The Singapore Economy 2013: Inflation and what it means for you.

Inflation

05 Jan The Singapore Economy 2013: Inflation and what it means for you.

After allowing scandals to hog the headlines over the past year, editors at The Straits Times moved into a pensive mood and put out two headliers on the economy. On the last day of 2012, the front page read ‘Slow growth next year: Economists’. The next day’s headlines read ‘Economy grew a slower 1.2%’. The contents were similar and bleak. In a nutshell:

‘Singapore will face another bout of slow growth and high inflation next year as the painful process of economic restructuring continues to bite.
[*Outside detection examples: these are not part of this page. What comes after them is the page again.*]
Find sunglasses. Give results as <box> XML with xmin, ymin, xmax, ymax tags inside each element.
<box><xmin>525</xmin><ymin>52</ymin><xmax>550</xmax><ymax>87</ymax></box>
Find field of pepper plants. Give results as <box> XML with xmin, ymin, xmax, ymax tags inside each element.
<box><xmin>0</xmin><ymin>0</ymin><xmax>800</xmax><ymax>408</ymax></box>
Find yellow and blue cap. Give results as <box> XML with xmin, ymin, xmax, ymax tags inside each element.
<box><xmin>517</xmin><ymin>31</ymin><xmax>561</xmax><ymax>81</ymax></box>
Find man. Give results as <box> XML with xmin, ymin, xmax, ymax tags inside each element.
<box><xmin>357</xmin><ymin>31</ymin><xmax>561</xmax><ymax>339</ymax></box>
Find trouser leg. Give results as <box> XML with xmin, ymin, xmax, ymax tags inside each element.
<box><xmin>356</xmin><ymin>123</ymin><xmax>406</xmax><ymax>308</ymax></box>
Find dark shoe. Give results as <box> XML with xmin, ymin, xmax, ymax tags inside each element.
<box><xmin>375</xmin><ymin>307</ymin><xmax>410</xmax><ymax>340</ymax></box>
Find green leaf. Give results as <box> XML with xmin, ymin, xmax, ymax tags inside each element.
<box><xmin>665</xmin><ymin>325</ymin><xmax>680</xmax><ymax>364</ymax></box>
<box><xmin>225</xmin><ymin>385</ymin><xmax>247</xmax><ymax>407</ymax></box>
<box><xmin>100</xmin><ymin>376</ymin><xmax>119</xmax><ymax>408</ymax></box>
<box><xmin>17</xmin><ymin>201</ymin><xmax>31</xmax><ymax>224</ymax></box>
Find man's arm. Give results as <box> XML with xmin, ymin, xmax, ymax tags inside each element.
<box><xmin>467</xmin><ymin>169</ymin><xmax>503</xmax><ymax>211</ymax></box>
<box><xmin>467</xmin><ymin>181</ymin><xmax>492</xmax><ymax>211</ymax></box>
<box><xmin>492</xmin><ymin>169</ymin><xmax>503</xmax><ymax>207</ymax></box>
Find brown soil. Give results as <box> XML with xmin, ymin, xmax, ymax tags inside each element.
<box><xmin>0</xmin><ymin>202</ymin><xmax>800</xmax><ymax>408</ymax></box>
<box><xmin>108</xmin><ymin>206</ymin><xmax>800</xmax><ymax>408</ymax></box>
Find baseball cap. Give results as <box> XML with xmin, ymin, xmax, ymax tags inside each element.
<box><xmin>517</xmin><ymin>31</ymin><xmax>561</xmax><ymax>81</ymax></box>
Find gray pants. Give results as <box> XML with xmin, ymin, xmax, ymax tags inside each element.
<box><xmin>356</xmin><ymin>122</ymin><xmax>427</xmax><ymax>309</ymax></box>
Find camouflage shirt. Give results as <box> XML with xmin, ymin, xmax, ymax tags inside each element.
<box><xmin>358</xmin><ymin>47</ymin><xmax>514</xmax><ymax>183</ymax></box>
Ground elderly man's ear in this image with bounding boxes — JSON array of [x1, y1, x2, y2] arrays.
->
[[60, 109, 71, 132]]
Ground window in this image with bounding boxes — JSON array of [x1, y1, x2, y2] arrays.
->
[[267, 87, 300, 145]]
Even the employment market, which has held up relatively well this year, is likely to see fewer jobs created.’  Straits Times 31Dec12

Economists continue to banish inflation forecast figures like the Sword of Democales. The thought of one’s money losing value by the day is enough to strike fear in people’s heart. Let us take a step back and discuss what inflation really means. Let’s also examine the genesis of this inflationary policy and consider our options to battle the monster.

We know that trying to pick stocks can be very frustrating. Skip that frustration, get 21 ideas to finding profitable stocks in an instant. 

What is inflation?

We all know that Inflation is a rise in the general level of prices of goods and services over a period of time. When your dollar today gets you less than what your dollar could get you a year ago, you are at the receiving end of inflation.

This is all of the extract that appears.